Professor René Bernards (Netherlands Cancer Institute, Netherlands) spoke candidly about the challenges of getting the pharmaceutical industry to license a combination therapy and suggested that a possible solution would be to try to repurpose drugs that are out of patent. From his lectures, I learnt of both the scientific and political challenges facing scientists attempting to provide the best solution for patients. René had some fairly radical views on the future of cancer therapy, claiming that cancer would become a chronic disease like AIDS in the next two decades, with the possibility of treating the patient, waiting for resistance to develop, sequencing the patients genome, transcriptome, proteome, and phosphoproteome, then treating the patients evolved tumour with a new combination of targeted therapies. He also predicted that it would be possible to detect circulating tumour cells in the foreseeable future.
As well as learning the scientific stories of these scientists and gaining invaluable insights from them, I was fortunate to be able to show them my results in a poster presentation.
In particular I was eager to show my results to Madelon Maurice of the Hans Clevers lab, The Netherlands. This group has pioneered the growth of organoids (microscopic organs which can be grown in culture). As our group is a small lab with limited resources, we need to collaborate with large groups like the Clevers lab to enable us to further investigate the observations we have made with the toolset available to us. Since the conference in Spetses, we are now in the process of acquiring these organoids from the Clevers lab. They will enable us to establish the mechanism by which our gene of interest acts in the enteroendocrine cells of the human gut. I was also lucky to meet Professor Karen Vousden (Beatson Institute, Scotland), a leading expert in the field of cancer metabolism. Our group recently observed that our gene of interest could regulate amino acid metabolism, and we are now going to send Karen our data as she is excited to collaborate with us.
Each day was concluded with discussions on the beach or meet-the-experts sessions. This was an opportunity for PhD students to ask researchers anything we wanted. I learnt many new fundamental scientific questions which have yet to be answered, for example; why do cancer cells die in culture when treated with a targeted therapy while normal cells simply exit the cell cycle and ‘wait’ until the drug insult has ended to re-enter the cell cycle and start dividing again?

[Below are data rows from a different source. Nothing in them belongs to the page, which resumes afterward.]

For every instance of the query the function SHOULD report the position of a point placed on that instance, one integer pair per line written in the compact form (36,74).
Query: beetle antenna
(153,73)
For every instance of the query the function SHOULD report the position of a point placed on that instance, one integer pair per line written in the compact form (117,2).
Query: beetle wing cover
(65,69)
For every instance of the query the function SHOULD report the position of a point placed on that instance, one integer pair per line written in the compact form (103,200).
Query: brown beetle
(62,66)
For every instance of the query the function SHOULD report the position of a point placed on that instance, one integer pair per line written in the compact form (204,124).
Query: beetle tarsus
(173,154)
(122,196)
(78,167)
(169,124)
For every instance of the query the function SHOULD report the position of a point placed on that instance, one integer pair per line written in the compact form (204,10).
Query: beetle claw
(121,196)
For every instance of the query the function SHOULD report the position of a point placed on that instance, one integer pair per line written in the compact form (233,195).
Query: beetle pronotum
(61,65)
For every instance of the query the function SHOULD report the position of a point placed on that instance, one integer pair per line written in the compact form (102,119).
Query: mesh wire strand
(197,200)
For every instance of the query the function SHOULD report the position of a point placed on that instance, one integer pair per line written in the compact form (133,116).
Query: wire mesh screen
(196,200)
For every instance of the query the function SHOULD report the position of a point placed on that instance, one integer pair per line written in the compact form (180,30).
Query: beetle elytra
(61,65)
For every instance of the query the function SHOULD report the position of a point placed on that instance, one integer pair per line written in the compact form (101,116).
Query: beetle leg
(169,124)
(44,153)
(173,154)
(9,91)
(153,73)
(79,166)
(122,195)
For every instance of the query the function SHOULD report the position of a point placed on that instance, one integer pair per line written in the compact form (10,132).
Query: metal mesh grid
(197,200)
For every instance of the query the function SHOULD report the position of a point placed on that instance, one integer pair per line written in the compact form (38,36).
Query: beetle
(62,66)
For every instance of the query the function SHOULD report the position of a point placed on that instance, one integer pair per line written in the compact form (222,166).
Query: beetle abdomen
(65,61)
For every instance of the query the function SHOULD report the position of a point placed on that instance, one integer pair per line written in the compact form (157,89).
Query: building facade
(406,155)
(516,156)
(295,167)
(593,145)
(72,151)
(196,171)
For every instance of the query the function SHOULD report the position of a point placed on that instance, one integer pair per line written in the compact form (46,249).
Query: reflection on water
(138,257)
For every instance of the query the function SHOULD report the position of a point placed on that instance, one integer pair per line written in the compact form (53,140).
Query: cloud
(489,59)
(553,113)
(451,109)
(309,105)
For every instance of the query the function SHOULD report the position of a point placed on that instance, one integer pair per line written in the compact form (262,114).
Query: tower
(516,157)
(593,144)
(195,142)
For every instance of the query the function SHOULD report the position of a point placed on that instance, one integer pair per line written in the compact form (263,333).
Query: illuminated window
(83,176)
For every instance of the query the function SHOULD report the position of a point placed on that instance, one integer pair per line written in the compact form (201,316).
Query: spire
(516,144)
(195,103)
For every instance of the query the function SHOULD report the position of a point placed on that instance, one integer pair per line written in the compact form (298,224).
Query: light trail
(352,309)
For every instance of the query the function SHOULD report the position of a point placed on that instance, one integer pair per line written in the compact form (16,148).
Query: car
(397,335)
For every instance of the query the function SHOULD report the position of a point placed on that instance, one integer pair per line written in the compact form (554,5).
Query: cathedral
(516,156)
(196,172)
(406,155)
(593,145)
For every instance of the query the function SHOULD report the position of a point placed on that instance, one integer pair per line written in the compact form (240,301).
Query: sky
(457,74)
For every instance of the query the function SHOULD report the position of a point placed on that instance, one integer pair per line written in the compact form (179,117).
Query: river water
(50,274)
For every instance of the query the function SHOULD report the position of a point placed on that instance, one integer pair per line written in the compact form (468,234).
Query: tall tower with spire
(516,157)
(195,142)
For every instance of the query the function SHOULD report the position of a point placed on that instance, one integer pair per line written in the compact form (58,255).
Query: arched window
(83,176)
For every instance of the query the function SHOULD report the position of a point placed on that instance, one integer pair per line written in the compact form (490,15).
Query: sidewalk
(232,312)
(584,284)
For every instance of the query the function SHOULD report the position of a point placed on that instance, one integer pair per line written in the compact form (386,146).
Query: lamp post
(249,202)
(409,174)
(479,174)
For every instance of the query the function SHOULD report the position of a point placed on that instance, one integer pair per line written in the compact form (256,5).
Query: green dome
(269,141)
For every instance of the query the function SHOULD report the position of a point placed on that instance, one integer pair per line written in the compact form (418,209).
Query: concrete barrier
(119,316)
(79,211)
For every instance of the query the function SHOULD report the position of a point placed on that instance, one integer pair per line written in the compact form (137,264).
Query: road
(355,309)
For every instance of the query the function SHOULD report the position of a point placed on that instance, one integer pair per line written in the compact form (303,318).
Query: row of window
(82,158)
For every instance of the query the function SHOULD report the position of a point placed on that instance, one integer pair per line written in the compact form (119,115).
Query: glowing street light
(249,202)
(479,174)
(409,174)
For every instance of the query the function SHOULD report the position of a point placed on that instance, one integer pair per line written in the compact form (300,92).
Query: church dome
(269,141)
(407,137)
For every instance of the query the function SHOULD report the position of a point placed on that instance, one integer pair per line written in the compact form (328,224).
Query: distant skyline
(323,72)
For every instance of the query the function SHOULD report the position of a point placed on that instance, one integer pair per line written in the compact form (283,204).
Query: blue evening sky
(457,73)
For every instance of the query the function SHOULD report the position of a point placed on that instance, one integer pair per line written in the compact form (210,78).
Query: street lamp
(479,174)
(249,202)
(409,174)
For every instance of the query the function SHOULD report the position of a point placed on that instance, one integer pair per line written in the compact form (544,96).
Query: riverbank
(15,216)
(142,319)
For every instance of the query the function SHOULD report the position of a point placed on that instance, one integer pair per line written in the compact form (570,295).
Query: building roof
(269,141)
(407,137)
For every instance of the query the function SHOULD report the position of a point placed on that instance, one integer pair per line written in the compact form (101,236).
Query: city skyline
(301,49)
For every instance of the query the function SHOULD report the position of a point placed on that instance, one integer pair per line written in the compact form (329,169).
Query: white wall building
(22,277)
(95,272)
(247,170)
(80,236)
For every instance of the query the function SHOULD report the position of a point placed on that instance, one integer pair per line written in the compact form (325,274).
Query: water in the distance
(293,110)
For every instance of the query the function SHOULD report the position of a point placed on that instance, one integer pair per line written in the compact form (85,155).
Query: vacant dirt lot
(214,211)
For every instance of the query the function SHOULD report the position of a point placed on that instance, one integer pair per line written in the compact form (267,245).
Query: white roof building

Many interesting scientific challenges were addressed on the beach, including the importance of basic research and translational research in oncology. Professor Boudewijn Burgering (UMC Utrecht, The Netherlands) was extremely cynical about some of the literature and talked about the stark reality of confirmation bias in science today, he spoke about how he would prefer to trust a computer program to guide him where to research next rather than trawl through some of the literature. I understood his frustrations having read many papers reporting spurious results. This discussion in particular gave me a more realistic view of science that will change the way I criticise literature and the way it guides my experiments.
The Biochemical Society provided me with this grant to pay for my accommodation and conference. Attending this career-changing conference would not have been possible without the society’s help. I have made lifelong friends and collaborators and now have new idols to aspire to!
I would like to dedicate this report to Professor Chris Marshal (Institute of Cancer Research, UK), co-discoverer of the NRAS oncogene and regularly invited speaker to this conference, a caring and compassionate scientist who inspired many of today’s leaders in signal transduction research.’